Neil and Peter's year-long relationship, comfortably moving towards the "what comes next" phase, is shaken when Neil, spurred on by the hatred unleashed on a radio program discussing Harry and Craig's kiss, confronts his mother, stern and unwilling to admit out loud what she knows inside, that her son is gay and that Peter is his boyfriend. She refuses to understand why it is important to Neil to hear her say these words, words that his father and younger sister say out loud. A very tense scene that plays out in a quietly powerful way, it ripples across the rest of the story, resonating, as the stories of all seven boys do, with each other.
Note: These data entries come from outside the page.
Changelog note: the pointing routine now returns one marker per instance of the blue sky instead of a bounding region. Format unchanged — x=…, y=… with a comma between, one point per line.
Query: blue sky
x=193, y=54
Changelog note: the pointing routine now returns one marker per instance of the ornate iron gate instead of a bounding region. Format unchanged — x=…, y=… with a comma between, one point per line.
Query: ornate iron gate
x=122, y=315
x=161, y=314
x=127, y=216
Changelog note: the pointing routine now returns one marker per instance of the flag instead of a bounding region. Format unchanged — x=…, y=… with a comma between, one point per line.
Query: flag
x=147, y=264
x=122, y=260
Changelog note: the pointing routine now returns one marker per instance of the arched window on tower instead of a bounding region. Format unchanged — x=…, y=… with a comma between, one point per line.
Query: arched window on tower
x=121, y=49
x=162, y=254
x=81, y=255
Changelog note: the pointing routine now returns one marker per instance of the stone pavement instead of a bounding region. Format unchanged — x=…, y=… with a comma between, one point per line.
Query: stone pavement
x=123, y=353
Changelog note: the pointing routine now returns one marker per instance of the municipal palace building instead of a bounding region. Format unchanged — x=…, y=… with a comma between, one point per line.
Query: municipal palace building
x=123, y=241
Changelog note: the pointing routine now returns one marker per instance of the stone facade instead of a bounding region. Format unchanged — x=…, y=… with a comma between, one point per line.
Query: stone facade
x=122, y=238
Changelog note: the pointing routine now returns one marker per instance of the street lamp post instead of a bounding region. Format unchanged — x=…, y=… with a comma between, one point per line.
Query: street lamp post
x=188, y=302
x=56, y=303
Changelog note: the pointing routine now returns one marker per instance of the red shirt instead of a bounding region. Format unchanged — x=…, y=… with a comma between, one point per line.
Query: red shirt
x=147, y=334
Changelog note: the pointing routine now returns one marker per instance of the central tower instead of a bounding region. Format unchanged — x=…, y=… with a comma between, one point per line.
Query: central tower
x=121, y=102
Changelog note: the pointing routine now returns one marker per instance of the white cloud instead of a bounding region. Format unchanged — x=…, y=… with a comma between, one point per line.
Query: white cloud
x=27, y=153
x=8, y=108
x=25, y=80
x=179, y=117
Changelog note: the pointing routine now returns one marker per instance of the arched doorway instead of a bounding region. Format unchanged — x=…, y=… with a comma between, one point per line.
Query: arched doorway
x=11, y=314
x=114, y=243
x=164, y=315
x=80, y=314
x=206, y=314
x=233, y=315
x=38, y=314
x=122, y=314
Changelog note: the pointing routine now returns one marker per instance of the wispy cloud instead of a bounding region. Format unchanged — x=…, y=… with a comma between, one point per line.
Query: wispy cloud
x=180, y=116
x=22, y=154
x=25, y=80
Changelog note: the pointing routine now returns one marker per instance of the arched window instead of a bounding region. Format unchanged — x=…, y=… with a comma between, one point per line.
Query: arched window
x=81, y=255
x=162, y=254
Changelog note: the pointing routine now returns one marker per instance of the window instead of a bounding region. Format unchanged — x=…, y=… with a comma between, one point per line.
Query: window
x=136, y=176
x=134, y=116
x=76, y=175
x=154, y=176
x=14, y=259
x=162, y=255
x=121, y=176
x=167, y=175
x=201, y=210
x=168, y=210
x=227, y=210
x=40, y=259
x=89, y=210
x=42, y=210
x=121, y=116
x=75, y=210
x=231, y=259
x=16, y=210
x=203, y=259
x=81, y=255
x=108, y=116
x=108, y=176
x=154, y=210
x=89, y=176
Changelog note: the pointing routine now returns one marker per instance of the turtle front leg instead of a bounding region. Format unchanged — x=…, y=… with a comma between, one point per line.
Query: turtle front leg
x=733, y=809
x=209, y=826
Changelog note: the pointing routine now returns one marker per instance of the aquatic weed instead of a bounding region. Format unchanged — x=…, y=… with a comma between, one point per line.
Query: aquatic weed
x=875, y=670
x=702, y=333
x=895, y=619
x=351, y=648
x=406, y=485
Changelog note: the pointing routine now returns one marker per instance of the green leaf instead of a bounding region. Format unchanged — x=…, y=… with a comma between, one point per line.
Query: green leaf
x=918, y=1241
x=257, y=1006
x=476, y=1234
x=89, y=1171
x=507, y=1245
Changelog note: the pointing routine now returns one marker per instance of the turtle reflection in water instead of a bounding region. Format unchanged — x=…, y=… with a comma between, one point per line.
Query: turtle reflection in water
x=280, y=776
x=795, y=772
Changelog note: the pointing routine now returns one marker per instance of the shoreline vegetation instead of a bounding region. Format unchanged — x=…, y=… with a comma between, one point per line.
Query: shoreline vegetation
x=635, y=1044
And, in turn, their stories are commented on, reflected upon, by the narrative chorus, which provides an even wider, greater arc of understanding and experience for what these seven boys are struggling with, the strides and the great progress as well as the sad prejudices that still remain. I was in high school when AIDS was officially declared a sexually transmitted disease and an epidemic. I remember when Magic Johnson announced that he had AIDS in 1991. I knew what a devastatingly brutal, cruel disease it was, yet, it did not touch me personally. Like not being part of a group of outsiders, being part of a group of people affected by an epidemic was alien to me. However, in the short, powerful paragraphs and vignettes Levithan, who, in his author's note and acknowledgements, includes himself in the very short gay "generation" that "existed between the height of the AIDS epidemic and the proliferation of the Internet, the former defining the generation before me, and the latter defining the generation after me," gives readers a sharp look at the suffering that this disease wrought, the lives it cut short and the families that it destroyed. This is all voiced by a narrator who knows that being alive and being in love are imperfect states of being, a narrator wh is able to see the beauty in these flaws. In the character of Cooper, Leviathan brings to life a boy who is increasingly alienated by his dependence on the internet and the options at his fingertips in the privacy of his own room, a privacy that is ripped from him by his father. As the paths of the stories of all seven boys reach a pitch point, the novel builds to a heartbreaking point, one that comes after heartbreak after heartbreak. Yet, despite this, Levithan is gentle with his readers, saying, "You should all live to meet your future selves."